Stockily-built Esack, who claimed to have been rejected as a local Conservative Party candidate, had ideas of becoming prime minister and thought of himself as a James Bond-style figure.
It also emerged during his trial that he had had an affair with a man. He once told Mrs Esack she should be tested for sexually transmitted diseases after disclosing the gay love affair to her, jurors heard.
Prosecutor Philip Bennetts QC said Esack was a "violent and controlling" man who, unable to deal with the separation, killed his estranged wife "because he didn't want her to be with anyone else".
Esack bought the knife from a Sainsbury's store in Ashford moments before stabbing Mrs Esack for starting a relationship with Justin Khadaroo after they split up.
CCTV footage showed him parking his car before he walked to the hair salon the couple set up in January 2008.
He made sure she was working that day by earlier telephoning the salon and asking Miss Ford, now 18, what time her first appointment was.

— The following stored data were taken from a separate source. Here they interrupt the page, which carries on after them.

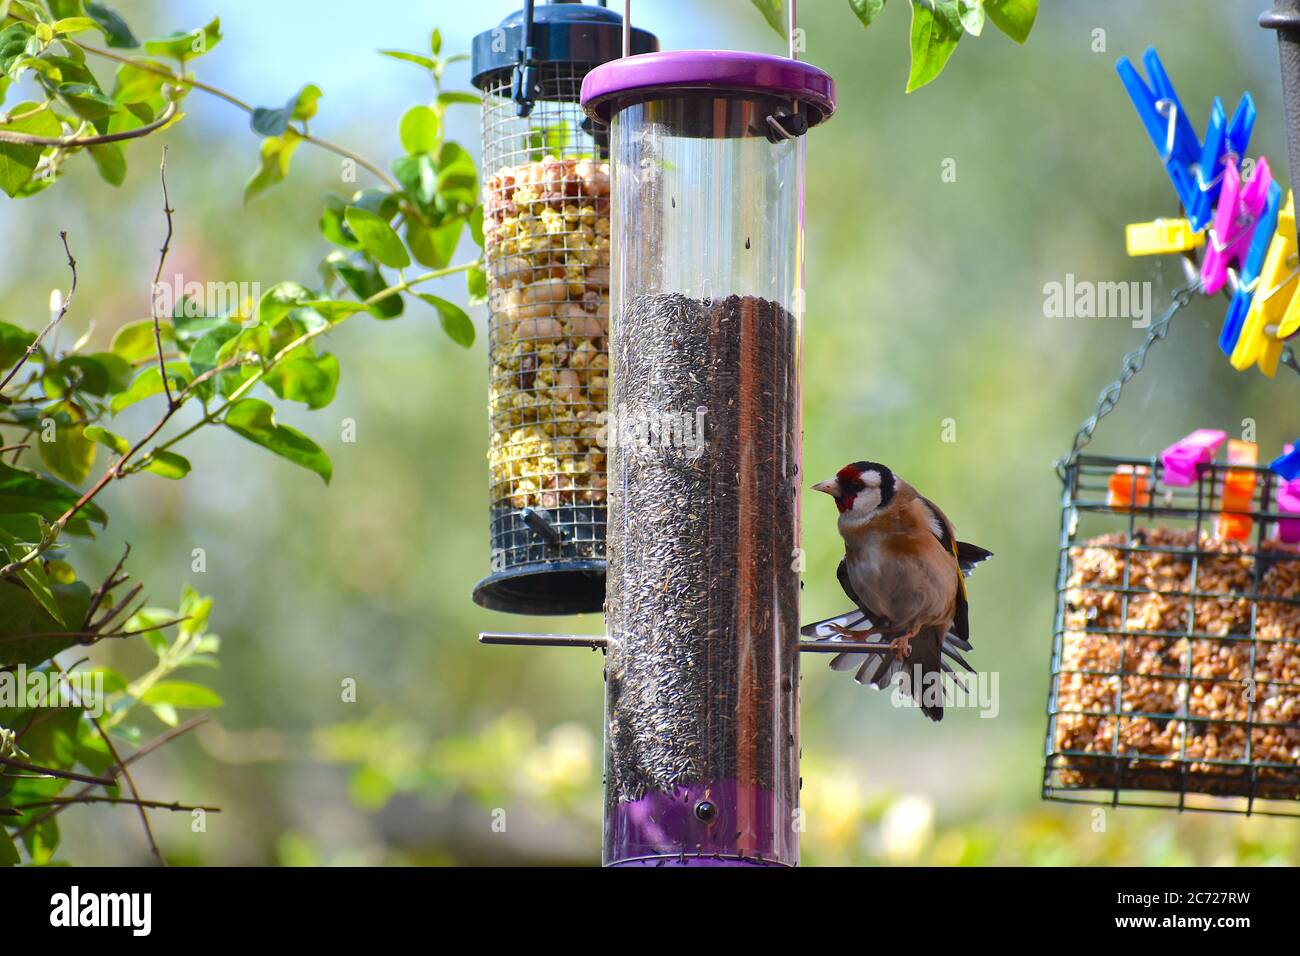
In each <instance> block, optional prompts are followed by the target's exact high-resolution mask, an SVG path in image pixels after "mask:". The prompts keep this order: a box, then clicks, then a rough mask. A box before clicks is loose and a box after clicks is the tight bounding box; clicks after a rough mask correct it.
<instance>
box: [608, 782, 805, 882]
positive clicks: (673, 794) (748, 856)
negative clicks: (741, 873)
mask: <svg viewBox="0 0 1300 956" xmlns="http://www.w3.org/2000/svg"><path fill="white" fill-rule="evenodd" d="M797 861H798V835H797V834H796V831H794V826H793V818H792V817H790V816H788V814H784V813H779V810H777V801H776V800H775V797H774V795H772V792H771V791H770V790H764V788H762V787H754V786H745V784H740V783H737V782H736V780H722V782H718V783H693V784H686V786H681V787H677V788H676V790H673V791H672V792H671V793H660V792H649V793H646V795H645V796H643V797H641V799H640V800H633V801H628V803H621V801H620V803H616V804H615V805H614V806H610V808H607V816H606V834H604V865H606V866H793V865H794V864H796V862H797Z"/></svg>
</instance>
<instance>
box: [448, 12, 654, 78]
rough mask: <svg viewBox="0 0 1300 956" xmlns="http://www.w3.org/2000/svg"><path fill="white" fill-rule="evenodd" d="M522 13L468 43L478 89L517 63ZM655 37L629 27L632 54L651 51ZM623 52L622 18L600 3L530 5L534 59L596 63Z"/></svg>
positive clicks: (537, 63)
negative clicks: (471, 42) (592, 3)
mask: <svg viewBox="0 0 1300 956" xmlns="http://www.w3.org/2000/svg"><path fill="white" fill-rule="evenodd" d="M524 34H525V12H524V10H516V12H515V13H511V14H510V16H508V17H506V20H503V21H500V26H497V27H493V29H491V30H484V31H482V33H481V34H478V35H477V36H474V40H473V46H472V47H471V51H472V52H471V57H469V66H471V82H473V85H474V86H476V87H478V88H480V90H484V88H486V87H487V85H489V83H491V82H493V81H494V79H499V78H500V74H502V73H506V74H508V73H511V72H513V69H515V68H516V66H519V65H520V60H521V53H524V52H526V49H528V47H526V46H525V36H524ZM656 49H659V39H658V38H656V36H655V35H654V34H651V33H649V31H646V30H638V29H637V27H636V26H633V27H632V53H654V52H655V51H656ZM620 56H623V17H621V16H620V14H619V13H616V12H615V10H610V9H606V8H604V7H593V5H590V4H581V3H577V0H551V1H550V3H545V4H542V3H539V4H537V5H536V7H534V9H533V44H532V64H533V65H542V64H552V62H555V64H558V62H568V64H580V65H585V66H591V68H594V66H599V65H601V64H603V62H608V61H610V60H617V59H619V57H620Z"/></svg>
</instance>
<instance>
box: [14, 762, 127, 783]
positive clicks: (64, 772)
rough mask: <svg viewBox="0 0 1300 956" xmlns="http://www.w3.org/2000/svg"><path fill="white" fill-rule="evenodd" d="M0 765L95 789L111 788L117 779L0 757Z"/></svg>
mask: <svg viewBox="0 0 1300 956" xmlns="http://www.w3.org/2000/svg"><path fill="white" fill-rule="evenodd" d="M0 763H4V765H5V766H6V767H13V769H14V770H25V771H26V773H29V774H39V775H42V777H57V778H59V779H61V780H77V782H78V783H90V784H94V786H96V787H113V786H116V784H117V779H116V778H112V777H92V775H91V774H78V773H77V771H75V770H56V769H55V767H42V766H36V765H35V763H25V762H23V761H21V760H14V758H13V757H0Z"/></svg>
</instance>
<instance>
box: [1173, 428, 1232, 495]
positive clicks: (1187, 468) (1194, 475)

As he strolled in with the knife, Mrs Esack was on a computer at reception. He "mumbled something" before lashing out at her, sending blood flying up the walls.
He stabbed Mrs Esack between nine and 11 times, including in the neck and the chest, in an attack lasting about 20 seconds.
Outside court on Friday, Mrs Esack's father, Jim Wilkinson, told reporters: "What can I say? Justice has been done. We are very happy with the result."
In a statement, Miss Ford called Mrs Esack "my closest best friend".
She added: "The world has lost a woman who wasn't just beautiful on the outside but a special, caring person who'd help anyone she could."